Swissness

Un peu plus de clarté pour les consommateurs

L’appellation «suisse» ne pourra plus être utilisée sur une glace aux framboises quand ces dernières viennent d’Espagne. En effet, lorsqu’un ingrédient donne son nom à une denrée et qu’il peut être produit en Suisse, il ne sera plus possible d’obtenir une exception à la loi Swissness.
Alimentation Emballages et étiquetage

Archive · 25 avril 2018

Le principe de base de la législation Swissness permet de signaler par une croix suisse toute denrée alimentaire élaborée en Suisse dont 80% des matières premières sont d’origine helvétique. Cette règle est malheureusement affaiblie par de nombreuses exceptions peu compréhensibles pour les consommateurs. La première raison invoquée lors de ces demandes est l’absence de l’ingrédient souhaité en quantité suffisante dans le pays. Egalement, le fait que ce dernier existe mais que ses caractéristiques ne correspondent pas exactement aux besoins du processus de fabrication.
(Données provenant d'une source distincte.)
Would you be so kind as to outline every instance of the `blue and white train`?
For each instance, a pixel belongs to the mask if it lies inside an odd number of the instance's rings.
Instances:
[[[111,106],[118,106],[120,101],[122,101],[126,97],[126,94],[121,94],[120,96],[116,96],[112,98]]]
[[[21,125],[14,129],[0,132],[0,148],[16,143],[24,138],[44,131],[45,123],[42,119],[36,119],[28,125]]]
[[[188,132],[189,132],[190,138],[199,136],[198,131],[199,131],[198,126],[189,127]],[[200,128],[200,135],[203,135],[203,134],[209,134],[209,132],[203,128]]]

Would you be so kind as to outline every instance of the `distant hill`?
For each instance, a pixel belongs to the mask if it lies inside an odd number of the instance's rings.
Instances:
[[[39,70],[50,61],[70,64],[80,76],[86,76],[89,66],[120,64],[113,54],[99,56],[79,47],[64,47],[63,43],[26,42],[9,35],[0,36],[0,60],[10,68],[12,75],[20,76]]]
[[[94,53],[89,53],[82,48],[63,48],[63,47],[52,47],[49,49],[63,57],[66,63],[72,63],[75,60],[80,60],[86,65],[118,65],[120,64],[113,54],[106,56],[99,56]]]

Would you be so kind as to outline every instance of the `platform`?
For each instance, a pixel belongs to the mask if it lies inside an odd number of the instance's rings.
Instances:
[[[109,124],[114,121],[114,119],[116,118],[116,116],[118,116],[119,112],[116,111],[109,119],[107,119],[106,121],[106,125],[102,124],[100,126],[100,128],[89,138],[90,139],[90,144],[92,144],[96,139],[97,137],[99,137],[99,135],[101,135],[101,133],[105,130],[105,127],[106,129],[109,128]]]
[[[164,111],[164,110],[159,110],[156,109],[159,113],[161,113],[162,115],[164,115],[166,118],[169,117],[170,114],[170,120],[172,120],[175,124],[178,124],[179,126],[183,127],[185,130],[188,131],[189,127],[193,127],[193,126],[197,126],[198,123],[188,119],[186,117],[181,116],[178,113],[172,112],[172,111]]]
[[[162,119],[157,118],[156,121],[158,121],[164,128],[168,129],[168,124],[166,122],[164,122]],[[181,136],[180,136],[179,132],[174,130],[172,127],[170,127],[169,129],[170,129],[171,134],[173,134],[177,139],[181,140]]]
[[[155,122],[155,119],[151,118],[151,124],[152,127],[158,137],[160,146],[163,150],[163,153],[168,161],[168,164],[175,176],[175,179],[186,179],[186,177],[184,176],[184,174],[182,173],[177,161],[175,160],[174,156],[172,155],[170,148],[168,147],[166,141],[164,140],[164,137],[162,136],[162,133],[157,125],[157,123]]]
Ces exceptions sont accordées par les autorités, en tenant compte des recommandations des branches de production et d’un groupe d’experts dont la FRC fait partie.

Suite aux travaux de ce groupe d’experts, le guide pour obtenir ces exceptions a été mis à jour.

A partir de 2018, les justifications à fournir par le fabricant doivent être plus détaillées, que ce soit au niveau des quantités globales mises sur le marché ou de l’emballage individuel pour le consommateur final. De quoi aussi rendre les analyses du groupe d’experts plus pertinentes.

Autre bonne nouvelle: il ne sera plus possible d’obtenir une exception pour un ingrédient qui donne le nom au produit, comme par exemple la purée de framboise dans la glace à la framboise. Le risque de tromperie des consommateurs est ainsi diminué.

Si la récolte est exceptionnellement mauvaise comme pour les pommes en 2017, les fabricants peuvent utiliser des fruits importés dans leur compote pendant un temps limité. Aux yeux de la FRC, ils devraient toutefois indiquer ce changement sur l’étiquette, même de manière transitoire. Zweifel l’avait fait de manière exemplaire sur les paquets de chips après une mauvaise récolte de pommes de terre suisses: un autocollant renseignait les consommateurs.

Malgré tous les efforts produits, le problème de base subsiste: il est impossible pour un consommateur lambda de savoir quel ingrédient est finalement suisse et lequel est importé. Seule une indication systématique de la provenance de l’ingrédient principal peut soulever ce voile.